You recently played a show in front of some industry professionals. How did that go?

You have different kinds of shows. You have shows where you're expected, then you have shows like "what's he doing here?" then you have shows where people...have no idea. It was a mix of what are you doing here and these people have no idea.

So I went up there and was like, 'you are all going to die,' and I went nuts. I did "730," I did "Can I Get a Deal," then I did "Straight Up," and I did "Richmond." During "Straight Up," a girl punched another girl in the face. So they were hype, you know what I'm saying. Then during "Richmond" I ran into the crowd and people were like oh my god, this shit's crazy, and I was rocking in the crowd. It was murder. There were label heads, some A&Rs, artists who had done tracks with 50 Cent and Eminem. They were all in the building and they saw it, they knew. They definitely know how I get down.

Have you worked with any artists outside of hip hop?
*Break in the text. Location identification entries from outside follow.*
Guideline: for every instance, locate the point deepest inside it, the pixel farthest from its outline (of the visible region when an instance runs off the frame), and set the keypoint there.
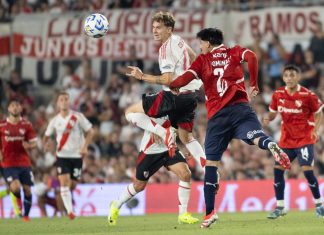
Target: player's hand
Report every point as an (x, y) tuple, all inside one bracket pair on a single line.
[(254, 92), (84, 151), (265, 121), (157, 139), (134, 72), (315, 135)]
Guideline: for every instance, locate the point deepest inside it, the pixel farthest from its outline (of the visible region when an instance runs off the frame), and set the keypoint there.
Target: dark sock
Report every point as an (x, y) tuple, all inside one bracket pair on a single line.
[(279, 183), (313, 183), (264, 142), (210, 187), (27, 204)]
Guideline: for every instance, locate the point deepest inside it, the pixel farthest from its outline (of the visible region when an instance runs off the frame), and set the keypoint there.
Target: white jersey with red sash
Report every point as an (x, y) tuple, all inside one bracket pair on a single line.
[(69, 132)]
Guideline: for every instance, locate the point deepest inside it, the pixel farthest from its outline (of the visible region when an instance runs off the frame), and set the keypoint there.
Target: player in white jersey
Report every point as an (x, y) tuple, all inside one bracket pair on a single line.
[(73, 135), (175, 57), (153, 155)]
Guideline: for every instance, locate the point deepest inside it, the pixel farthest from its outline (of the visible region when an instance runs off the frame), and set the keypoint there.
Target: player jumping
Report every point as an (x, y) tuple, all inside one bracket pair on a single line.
[(229, 114), (175, 57), (151, 158), (69, 127), (301, 112), (17, 137)]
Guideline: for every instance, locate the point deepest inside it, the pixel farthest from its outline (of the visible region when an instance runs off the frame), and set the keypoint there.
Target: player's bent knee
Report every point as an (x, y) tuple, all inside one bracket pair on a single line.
[(139, 186)]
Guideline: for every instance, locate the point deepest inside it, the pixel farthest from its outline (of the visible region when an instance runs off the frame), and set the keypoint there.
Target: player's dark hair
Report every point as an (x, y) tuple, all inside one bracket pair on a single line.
[(292, 67), (165, 17), (13, 100), (212, 35)]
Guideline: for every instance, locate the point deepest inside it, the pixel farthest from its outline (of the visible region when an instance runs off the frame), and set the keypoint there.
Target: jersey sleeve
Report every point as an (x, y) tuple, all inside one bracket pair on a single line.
[(196, 67), (273, 107), (84, 122), (50, 128), (30, 134), (316, 104), (171, 54)]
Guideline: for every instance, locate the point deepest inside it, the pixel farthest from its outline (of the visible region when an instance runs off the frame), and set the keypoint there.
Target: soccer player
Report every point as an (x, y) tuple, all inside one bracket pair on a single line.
[(69, 127), (301, 112), (153, 155), (174, 58), (229, 115), (7, 192), (17, 137)]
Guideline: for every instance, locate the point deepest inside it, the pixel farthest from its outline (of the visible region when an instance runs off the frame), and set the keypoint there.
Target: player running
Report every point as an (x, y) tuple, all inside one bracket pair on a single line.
[(69, 127), (17, 137), (153, 155), (301, 112), (229, 115), (175, 57)]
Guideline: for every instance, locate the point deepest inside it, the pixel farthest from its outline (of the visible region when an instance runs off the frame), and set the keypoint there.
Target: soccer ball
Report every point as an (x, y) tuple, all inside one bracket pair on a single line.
[(96, 25)]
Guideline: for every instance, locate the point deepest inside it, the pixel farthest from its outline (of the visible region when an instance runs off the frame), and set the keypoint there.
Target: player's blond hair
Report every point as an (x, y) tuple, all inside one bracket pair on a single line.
[(165, 17)]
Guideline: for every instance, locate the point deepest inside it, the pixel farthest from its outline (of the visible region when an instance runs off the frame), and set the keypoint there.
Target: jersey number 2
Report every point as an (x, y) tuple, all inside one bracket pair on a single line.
[(221, 84)]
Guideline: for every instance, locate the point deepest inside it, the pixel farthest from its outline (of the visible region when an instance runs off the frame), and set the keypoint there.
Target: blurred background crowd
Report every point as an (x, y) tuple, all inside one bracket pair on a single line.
[(113, 153)]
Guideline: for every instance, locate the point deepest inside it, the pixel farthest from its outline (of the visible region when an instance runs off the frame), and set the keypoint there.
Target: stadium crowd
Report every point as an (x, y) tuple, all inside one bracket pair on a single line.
[(113, 153)]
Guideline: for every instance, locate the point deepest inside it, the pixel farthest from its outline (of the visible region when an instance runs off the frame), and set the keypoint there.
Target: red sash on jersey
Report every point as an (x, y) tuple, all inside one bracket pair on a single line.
[(67, 132)]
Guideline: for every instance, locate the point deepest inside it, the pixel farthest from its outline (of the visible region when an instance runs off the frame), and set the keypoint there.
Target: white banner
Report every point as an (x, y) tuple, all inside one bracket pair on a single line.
[(90, 200)]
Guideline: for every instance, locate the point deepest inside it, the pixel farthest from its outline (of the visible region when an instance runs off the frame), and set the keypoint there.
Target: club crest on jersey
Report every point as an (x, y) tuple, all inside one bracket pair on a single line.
[(22, 131), (298, 103), (146, 174)]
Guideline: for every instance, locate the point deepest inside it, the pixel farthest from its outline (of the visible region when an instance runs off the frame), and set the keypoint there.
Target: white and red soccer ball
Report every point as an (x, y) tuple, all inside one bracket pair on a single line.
[(96, 25)]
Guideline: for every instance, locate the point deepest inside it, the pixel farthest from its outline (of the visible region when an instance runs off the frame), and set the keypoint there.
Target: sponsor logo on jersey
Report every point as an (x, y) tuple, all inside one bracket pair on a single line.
[(287, 110), (298, 103), (251, 134)]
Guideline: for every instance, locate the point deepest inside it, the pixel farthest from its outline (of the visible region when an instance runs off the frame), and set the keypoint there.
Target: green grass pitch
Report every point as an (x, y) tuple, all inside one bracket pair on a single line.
[(229, 223)]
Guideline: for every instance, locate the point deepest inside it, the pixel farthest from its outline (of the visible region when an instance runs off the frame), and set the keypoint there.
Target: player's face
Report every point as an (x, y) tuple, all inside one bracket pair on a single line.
[(291, 78), (160, 32), (204, 46), (14, 109), (63, 102)]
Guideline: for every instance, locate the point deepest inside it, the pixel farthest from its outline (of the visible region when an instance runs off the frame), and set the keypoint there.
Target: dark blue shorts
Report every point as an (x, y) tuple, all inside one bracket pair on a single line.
[(236, 121), (23, 174), (305, 155)]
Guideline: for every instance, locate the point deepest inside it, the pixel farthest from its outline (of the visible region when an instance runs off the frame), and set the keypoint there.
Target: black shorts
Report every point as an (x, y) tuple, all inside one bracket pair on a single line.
[(147, 165), (23, 174), (180, 108), (72, 166)]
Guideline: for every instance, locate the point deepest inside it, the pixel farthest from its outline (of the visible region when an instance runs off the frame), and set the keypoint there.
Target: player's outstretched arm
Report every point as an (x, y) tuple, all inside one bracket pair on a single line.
[(163, 79), (182, 80), (251, 59)]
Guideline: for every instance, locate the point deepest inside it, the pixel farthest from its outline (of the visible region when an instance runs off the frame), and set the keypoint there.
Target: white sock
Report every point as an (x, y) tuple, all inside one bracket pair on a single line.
[(126, 195), (67, 199), (196, 150), (146, 123), (280, 203), (183, 196)]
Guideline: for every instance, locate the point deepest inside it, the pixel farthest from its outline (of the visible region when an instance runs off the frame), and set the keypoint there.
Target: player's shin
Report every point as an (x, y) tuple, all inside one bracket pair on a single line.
[(183, 196), (27, 204), (279, 186), (67, 198), (126, 195), (210, 187), (197, 152), (313, 186)]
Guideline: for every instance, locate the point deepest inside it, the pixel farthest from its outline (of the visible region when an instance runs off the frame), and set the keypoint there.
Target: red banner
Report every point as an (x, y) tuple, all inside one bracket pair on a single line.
[(233, 196)]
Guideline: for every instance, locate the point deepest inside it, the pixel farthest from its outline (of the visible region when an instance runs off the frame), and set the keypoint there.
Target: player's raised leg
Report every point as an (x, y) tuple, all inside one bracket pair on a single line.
[(181, 169), (130, 191), (136, 115)]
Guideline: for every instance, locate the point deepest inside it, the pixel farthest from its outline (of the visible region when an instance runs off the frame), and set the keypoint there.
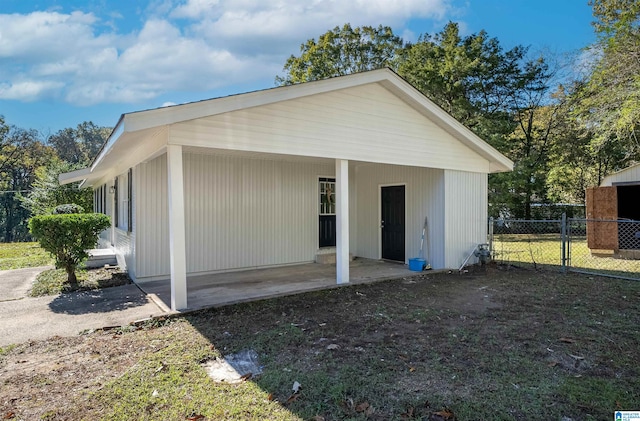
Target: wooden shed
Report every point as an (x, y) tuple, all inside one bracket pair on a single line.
[(613, 213)]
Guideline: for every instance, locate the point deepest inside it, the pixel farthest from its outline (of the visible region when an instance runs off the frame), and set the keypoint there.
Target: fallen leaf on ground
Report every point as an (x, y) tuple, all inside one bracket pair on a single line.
[(444, 415), (409, 413), (293, 398), (361, 407), (296, 387)]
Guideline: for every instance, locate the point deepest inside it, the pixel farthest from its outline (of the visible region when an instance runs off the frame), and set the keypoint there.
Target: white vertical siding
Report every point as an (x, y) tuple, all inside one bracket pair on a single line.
[(124, 241), (250, 212), (363, 123), (151, 223), (424, 197), (239, 213), (466, 214)]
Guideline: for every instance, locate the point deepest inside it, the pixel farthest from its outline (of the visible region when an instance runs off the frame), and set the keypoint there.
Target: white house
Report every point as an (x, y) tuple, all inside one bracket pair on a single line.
[(273, 177)]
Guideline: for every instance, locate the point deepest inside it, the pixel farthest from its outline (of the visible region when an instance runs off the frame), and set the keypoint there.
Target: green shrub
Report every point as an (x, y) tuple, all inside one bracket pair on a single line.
[(68, 237), (67, 209)]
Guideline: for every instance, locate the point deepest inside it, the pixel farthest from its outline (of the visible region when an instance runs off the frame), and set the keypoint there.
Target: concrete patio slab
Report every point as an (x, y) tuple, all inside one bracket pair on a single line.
[(220, 289)]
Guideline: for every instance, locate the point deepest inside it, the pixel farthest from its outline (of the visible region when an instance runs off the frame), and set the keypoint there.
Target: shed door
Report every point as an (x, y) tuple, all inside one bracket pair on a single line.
[(327, 222), (393, 229), (602, 203)]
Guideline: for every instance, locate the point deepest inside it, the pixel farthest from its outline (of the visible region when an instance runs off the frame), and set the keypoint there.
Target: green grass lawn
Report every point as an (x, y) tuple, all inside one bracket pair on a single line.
[(540, 250), (23, 255), (494, 344)]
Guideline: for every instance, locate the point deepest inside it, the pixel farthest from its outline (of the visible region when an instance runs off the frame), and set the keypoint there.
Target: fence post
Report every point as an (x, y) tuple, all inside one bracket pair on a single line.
[(563, 235), (490, 232)]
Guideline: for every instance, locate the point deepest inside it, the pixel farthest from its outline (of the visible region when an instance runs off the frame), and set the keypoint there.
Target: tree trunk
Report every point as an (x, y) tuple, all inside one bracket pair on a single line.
[(71, 277)]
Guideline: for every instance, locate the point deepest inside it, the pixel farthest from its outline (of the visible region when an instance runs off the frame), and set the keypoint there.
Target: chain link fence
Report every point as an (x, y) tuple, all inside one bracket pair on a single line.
[(602, 247)]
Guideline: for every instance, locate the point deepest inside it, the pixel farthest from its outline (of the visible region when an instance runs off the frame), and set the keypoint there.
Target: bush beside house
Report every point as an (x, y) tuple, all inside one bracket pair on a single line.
[(68, 236)]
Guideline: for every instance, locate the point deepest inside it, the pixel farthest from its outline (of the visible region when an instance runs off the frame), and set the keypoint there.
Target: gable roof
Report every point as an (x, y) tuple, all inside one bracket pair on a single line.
[(138, 136), (631, 174)]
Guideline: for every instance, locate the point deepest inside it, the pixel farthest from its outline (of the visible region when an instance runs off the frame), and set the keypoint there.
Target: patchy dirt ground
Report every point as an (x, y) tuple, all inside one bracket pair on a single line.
[(495, 343)]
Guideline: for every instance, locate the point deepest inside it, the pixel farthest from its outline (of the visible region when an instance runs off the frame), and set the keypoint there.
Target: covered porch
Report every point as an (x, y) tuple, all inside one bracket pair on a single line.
[(214, 290)]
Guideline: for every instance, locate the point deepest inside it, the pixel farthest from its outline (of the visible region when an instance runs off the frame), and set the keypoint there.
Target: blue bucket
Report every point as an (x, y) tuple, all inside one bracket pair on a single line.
[(417, 264)]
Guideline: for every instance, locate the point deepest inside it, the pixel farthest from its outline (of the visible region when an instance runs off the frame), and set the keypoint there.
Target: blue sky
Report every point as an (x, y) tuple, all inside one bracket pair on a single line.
[(63, 62)]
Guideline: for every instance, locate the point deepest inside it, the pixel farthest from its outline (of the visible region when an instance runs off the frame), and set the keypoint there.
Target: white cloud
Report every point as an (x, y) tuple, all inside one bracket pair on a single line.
[(29, 90), (192, 45)]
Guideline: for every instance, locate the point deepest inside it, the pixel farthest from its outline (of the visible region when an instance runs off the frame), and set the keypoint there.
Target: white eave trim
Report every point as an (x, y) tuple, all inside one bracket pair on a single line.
[(115, 135), (73, 176)]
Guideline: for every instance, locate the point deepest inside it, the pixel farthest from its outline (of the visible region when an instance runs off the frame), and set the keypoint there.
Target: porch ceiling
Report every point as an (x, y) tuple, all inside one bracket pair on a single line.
[(222, 289), (269, 156)]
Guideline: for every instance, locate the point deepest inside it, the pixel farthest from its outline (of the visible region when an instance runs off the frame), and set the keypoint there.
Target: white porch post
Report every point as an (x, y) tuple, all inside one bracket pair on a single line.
[(177, 242), (342, 221)]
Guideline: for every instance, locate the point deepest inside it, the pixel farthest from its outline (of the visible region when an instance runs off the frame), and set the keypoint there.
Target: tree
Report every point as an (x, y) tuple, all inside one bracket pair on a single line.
[(80, 145), (21, 155), (611, 96), (342, 51), (500, 95), (47, 193), (68, 237)]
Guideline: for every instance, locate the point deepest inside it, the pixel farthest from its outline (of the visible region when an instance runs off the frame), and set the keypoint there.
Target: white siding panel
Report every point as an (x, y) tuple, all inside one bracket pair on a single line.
[(424, 197), (466, 215), (366, 123), (249, 212), (631, 174), (151, 221)]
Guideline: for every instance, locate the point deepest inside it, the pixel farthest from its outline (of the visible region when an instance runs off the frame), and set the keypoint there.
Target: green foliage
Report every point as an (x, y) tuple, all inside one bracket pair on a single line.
[(21, 154), (67, 209), (81, 145), (47, 193), (23, 255), (342, 51), (610, 99), (68, 237), (54, 281)]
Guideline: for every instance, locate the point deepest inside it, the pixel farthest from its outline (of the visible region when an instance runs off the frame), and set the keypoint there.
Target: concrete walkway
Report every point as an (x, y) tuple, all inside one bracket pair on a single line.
[(23, 318), (214, 290)]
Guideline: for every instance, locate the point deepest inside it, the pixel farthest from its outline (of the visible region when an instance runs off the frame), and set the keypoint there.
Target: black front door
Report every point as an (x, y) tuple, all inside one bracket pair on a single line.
[(393, 223), (327, 231), (327, 223)]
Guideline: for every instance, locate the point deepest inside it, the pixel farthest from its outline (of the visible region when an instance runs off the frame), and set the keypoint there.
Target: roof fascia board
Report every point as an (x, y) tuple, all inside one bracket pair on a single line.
[(73, 176), (115, 135), (442, 116), (184, 112)]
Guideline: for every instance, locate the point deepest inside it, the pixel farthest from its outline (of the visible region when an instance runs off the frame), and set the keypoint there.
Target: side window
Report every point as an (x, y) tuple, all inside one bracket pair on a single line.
[(116, 199), (123, 211), (130, 200), (327, 196)]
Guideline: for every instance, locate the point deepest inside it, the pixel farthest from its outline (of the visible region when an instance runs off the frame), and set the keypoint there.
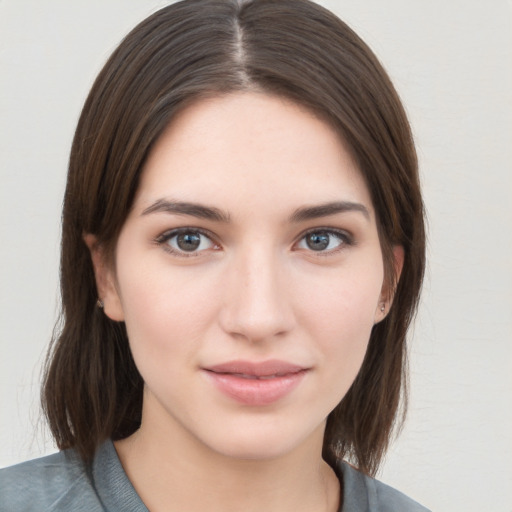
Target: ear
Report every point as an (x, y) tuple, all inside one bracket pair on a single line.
[(105, 279), (388, 292)]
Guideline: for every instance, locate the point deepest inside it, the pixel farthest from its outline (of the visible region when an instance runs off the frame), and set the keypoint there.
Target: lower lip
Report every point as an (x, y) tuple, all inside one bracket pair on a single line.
[(256, 391)]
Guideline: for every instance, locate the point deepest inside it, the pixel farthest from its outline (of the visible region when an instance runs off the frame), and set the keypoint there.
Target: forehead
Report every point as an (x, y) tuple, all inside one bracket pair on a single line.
[(249, 146)]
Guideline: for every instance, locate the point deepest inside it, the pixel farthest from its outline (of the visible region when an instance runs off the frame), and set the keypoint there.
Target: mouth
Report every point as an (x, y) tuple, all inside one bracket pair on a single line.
[(256, 384)]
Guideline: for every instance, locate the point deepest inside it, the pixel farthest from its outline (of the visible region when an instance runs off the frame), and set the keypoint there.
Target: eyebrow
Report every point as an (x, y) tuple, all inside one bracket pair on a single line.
[(184, 208), (215, 214), (324, 210)]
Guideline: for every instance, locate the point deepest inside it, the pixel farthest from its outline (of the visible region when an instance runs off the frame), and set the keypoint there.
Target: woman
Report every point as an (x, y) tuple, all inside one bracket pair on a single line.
[(242, 254)]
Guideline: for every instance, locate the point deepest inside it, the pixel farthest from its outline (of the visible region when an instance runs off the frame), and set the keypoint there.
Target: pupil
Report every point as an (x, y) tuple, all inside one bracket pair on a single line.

I rhyme with punk band T-Division sometimes. I'll get on stage and just freestyle over their set. I love punk rock. Punk rock has a deep history within Richmond and it's very much rooted in the same aspects of struggle and individuality.

Black Liquid presents Face Melt Friday 3 on July 29 at Strange Matter, 929 W. Grace St., featuring live performances from Chris Haskins, Official Freeze, Tatum and Black Reign. Doors open at 10:30 p.m. Tickets are $3 in advance, $5 at the door.